In terms of maintaining and developing algorithms, we have built a real-time simulation environment where we actually run and create the order book of all the exchanges we run on. We can regression test an idea by introducing the logic into the algorithm to see how that behavior would perform historically, and equally, in real time, we take all of our production orders and run them against our simulator to verify the quality of that simulation engine is at the right standard. This gives us the ability to test and evaluate any changes that we make against a good cross section of markets, which is particularly important to ensure the algorithms are going to work well in different conditions and markets.

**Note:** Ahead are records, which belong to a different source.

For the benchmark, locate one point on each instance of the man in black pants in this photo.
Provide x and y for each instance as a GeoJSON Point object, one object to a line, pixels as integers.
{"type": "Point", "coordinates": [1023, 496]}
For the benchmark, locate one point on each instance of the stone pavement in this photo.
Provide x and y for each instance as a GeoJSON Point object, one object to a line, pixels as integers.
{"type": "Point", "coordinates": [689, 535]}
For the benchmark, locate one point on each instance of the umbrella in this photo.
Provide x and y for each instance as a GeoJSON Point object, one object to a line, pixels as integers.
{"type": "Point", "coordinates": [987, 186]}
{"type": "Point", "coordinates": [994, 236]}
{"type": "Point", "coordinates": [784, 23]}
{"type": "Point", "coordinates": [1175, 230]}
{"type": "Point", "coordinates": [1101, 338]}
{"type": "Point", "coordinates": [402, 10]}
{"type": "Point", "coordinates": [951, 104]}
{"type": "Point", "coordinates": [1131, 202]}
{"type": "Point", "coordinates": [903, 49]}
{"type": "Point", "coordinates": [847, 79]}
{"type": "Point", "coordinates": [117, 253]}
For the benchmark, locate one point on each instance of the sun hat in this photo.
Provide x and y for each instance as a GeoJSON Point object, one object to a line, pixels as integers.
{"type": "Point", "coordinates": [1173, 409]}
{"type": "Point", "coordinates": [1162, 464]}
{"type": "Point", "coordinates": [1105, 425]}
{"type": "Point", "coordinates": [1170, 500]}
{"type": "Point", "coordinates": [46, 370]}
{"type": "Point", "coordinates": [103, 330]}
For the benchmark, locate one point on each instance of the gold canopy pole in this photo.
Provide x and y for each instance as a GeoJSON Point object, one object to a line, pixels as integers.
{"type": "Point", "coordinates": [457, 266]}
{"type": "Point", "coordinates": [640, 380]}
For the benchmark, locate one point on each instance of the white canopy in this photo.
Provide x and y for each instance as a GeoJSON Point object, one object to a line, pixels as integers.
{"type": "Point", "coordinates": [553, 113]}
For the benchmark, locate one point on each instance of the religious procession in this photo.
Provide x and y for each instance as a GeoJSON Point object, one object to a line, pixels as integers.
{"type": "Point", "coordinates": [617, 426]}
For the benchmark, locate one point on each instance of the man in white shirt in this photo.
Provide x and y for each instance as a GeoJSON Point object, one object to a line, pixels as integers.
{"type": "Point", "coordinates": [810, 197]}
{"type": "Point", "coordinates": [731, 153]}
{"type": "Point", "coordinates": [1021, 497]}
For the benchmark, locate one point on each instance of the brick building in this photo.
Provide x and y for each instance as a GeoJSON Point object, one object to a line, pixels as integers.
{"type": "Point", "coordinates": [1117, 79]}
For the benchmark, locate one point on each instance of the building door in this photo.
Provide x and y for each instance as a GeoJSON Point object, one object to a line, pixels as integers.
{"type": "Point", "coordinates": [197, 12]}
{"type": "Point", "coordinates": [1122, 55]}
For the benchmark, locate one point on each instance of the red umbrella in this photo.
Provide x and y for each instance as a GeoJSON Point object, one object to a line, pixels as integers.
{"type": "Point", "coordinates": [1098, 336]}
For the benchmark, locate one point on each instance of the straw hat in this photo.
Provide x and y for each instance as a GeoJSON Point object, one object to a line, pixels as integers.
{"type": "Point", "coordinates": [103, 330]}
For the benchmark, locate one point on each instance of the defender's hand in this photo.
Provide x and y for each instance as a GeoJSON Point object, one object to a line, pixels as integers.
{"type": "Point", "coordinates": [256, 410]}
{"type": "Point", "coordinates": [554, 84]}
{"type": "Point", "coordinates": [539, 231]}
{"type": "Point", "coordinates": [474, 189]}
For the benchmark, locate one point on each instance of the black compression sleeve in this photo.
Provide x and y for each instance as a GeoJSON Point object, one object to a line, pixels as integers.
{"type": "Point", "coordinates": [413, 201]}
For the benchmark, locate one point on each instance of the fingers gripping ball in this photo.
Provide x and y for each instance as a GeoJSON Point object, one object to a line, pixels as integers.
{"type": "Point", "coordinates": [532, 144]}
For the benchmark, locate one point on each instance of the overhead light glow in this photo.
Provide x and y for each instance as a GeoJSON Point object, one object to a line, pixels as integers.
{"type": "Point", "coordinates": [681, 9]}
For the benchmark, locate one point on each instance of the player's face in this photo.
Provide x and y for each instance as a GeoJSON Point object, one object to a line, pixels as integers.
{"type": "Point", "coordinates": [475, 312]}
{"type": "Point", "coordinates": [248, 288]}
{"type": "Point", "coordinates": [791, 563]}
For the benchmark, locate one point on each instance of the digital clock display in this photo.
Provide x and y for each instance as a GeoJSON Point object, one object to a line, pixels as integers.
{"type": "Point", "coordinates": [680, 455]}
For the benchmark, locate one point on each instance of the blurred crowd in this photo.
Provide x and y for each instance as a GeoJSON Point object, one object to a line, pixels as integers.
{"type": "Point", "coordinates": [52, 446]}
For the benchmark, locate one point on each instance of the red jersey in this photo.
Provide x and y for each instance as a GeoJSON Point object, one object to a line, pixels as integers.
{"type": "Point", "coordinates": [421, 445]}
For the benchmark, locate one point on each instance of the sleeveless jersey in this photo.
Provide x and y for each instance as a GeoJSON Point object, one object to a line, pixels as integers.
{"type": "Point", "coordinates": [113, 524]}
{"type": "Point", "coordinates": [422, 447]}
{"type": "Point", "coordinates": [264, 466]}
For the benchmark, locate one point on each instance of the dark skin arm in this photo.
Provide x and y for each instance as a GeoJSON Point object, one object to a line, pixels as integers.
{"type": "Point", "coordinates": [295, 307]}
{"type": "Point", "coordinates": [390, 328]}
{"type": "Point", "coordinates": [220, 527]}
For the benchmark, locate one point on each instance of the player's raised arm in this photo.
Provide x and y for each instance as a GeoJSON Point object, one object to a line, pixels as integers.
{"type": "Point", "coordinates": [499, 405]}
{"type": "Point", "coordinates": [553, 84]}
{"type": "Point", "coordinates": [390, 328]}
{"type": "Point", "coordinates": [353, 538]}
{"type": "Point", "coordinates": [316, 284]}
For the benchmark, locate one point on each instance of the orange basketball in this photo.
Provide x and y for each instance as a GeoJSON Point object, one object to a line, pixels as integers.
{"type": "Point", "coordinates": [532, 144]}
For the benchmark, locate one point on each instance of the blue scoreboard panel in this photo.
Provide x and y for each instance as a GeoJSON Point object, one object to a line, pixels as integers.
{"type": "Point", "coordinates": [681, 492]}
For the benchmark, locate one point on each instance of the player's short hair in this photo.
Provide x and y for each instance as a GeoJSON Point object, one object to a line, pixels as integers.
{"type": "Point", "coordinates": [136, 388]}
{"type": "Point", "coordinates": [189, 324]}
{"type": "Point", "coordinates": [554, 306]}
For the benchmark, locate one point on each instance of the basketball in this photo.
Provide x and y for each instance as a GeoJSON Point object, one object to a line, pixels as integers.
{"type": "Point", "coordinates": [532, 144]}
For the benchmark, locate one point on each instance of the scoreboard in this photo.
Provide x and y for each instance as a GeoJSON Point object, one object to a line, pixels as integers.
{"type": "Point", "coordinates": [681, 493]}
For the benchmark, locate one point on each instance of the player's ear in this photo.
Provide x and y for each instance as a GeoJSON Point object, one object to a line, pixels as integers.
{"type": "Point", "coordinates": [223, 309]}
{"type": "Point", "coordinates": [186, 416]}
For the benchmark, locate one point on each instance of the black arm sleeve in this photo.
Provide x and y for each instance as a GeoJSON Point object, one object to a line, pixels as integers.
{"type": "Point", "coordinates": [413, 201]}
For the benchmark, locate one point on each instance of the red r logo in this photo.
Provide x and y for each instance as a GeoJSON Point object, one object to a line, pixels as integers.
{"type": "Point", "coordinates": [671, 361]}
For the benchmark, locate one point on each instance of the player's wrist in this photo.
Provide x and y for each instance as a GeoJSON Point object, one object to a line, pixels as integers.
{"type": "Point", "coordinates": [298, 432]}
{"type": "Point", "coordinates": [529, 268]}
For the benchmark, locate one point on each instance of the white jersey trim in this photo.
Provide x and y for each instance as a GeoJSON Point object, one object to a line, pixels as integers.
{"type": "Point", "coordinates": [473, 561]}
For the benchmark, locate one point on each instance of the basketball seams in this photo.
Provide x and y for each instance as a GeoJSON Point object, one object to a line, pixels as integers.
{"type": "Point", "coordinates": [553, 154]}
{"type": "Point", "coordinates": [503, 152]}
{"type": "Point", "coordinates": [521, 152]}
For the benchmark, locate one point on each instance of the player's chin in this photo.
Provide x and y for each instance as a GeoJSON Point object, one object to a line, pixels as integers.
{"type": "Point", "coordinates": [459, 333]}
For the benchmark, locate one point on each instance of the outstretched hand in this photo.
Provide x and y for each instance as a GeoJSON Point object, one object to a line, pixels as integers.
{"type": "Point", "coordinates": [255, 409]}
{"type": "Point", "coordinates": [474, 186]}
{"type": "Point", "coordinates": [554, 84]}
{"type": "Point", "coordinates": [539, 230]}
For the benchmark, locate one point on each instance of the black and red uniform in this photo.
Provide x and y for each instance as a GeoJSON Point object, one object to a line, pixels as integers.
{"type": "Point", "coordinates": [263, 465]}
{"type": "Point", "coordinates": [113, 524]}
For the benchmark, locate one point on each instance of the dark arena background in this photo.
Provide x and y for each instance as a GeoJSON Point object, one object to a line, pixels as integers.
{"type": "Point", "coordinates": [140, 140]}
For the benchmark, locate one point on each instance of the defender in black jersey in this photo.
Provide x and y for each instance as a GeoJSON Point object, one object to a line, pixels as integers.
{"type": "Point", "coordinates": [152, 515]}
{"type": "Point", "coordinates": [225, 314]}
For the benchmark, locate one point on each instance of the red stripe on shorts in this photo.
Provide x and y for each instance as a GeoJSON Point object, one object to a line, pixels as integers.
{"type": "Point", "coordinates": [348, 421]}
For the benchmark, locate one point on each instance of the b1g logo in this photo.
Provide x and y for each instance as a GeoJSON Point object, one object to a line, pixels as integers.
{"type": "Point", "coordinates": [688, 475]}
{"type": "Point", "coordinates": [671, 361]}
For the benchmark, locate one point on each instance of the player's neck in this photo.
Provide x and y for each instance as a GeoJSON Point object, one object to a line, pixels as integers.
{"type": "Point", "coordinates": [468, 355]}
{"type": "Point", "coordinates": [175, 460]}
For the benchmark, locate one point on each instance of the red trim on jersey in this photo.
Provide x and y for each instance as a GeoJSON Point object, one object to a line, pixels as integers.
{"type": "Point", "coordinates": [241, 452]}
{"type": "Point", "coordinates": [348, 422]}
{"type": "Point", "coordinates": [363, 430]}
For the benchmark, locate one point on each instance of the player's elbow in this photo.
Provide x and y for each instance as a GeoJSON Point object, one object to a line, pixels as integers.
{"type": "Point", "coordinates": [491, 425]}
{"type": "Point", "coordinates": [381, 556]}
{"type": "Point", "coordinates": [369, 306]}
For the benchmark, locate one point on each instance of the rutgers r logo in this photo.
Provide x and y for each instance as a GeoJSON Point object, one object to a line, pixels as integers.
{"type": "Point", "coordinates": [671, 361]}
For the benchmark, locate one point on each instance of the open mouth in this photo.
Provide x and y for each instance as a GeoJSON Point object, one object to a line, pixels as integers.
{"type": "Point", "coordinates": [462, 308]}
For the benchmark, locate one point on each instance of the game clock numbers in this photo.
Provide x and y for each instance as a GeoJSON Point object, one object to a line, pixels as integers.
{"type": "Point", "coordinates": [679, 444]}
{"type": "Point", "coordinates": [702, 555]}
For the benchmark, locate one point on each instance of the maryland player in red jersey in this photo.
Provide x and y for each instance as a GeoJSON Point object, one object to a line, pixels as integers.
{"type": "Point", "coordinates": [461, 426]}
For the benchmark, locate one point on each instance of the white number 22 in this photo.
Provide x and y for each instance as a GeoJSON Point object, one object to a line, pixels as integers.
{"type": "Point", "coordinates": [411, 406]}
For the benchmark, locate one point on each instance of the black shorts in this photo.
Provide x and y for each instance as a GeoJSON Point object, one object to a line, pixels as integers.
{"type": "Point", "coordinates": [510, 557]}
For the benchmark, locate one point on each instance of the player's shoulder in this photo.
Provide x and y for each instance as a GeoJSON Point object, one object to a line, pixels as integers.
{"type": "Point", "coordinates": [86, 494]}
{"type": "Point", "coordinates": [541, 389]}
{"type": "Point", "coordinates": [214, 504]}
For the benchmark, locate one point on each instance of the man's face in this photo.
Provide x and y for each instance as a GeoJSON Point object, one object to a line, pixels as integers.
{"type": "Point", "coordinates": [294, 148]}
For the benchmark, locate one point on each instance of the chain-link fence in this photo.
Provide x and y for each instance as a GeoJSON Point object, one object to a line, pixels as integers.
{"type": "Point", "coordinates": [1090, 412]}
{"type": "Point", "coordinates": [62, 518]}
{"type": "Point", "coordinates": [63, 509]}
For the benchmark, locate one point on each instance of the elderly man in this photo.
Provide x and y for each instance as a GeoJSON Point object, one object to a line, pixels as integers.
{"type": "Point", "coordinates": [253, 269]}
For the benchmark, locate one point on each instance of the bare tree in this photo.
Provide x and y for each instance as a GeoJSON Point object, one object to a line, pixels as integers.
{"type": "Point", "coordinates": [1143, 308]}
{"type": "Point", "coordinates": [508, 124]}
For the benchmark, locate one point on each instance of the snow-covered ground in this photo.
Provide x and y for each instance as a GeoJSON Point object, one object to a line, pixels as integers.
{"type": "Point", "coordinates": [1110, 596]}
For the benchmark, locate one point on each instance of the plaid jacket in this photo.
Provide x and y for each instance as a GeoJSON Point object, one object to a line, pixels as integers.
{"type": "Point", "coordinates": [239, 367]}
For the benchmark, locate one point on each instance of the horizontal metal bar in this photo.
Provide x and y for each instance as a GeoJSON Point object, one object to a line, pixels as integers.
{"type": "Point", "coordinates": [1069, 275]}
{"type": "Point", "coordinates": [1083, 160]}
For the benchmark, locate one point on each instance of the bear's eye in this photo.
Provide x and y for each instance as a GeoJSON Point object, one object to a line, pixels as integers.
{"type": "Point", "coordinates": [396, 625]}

One thing that particularly impressed me when I joined QB is that, at the start of every day, QB automatically sends a random subsection of orders to the real-time simulator across different markets and strategies to see how those strategies are performing. Monitoring and evaluating performance in real-time is essential for performance improvements and quality control.
TT: Can you tell me about some of the paramount algorithms that QB has designed to meet trader’s various objectives?
Jonty: I’ll touch on three algorithms—the BOLT algorithm, the STROBE algorithm and our multi-legged trading algorithm, LEGGER. The BOLT algorithm has been designed and optimized to focus on the arrival price objective, which is generally appropriate for clients wishing to preserve directional alpha.
On the other hand, if the objective is to get an average price over a window, a client can use our STROBE algorithm, which can be TWAP or VWAP-based.
With regards to LEGGER, a client may have multiple legs of an order where they have a synthetic target price they want to achieve. The LEGGER algorithm has two benchmarks, firstly the target price for traders who want to achieve a specific level and secondly the arrival price where traders wish to minimize the cost of execution relative to midpoint of the structure at the start of the order.
TT: Finally, what insight can you provide into the future of algorithmic execution?
Jonty: I think the future of algorithmic execution is twofold. First is for firms to be more comfortable using an algorithm for larger trades and larger parts of the execution, which is predicated on the ability to understand and visualize how the algorithm is behaving. In turn, I think we’ll see a lot more transparency with regard to transaction cost analysis representing where the value is coming from.
Secondly, there is greater competition and benchmarking. We have seen algorithms developed significantly in cash equities, and we’ve seen the entrance of independent providers, such as QB, in the fixed income space, but I think we will see more progress in measuring and evaluating performance in the future.
Putting these two trends together, the future is in ensuring that there is no disintermediation between the trader and the market. Algorithms certainly add value and improve execution, but it’s important to ensure substantial linkage between what’s going on in the markets, the color you get from that, and the underlying trading entities that are actually taking advantage of their alpha.
The key for us in providing and developing agency algorithms is to ensure that that transfer of insight is still held. The tradition is that if you call up a broker or trader in the market, they would give you the color in the market. How do you ensure that color is still available through an algorithmic execution venue? That’s where QB is really taking the lead, both in terms of consulting with clients and visualization of our trading to explain what we’re doing and how we’re doing it.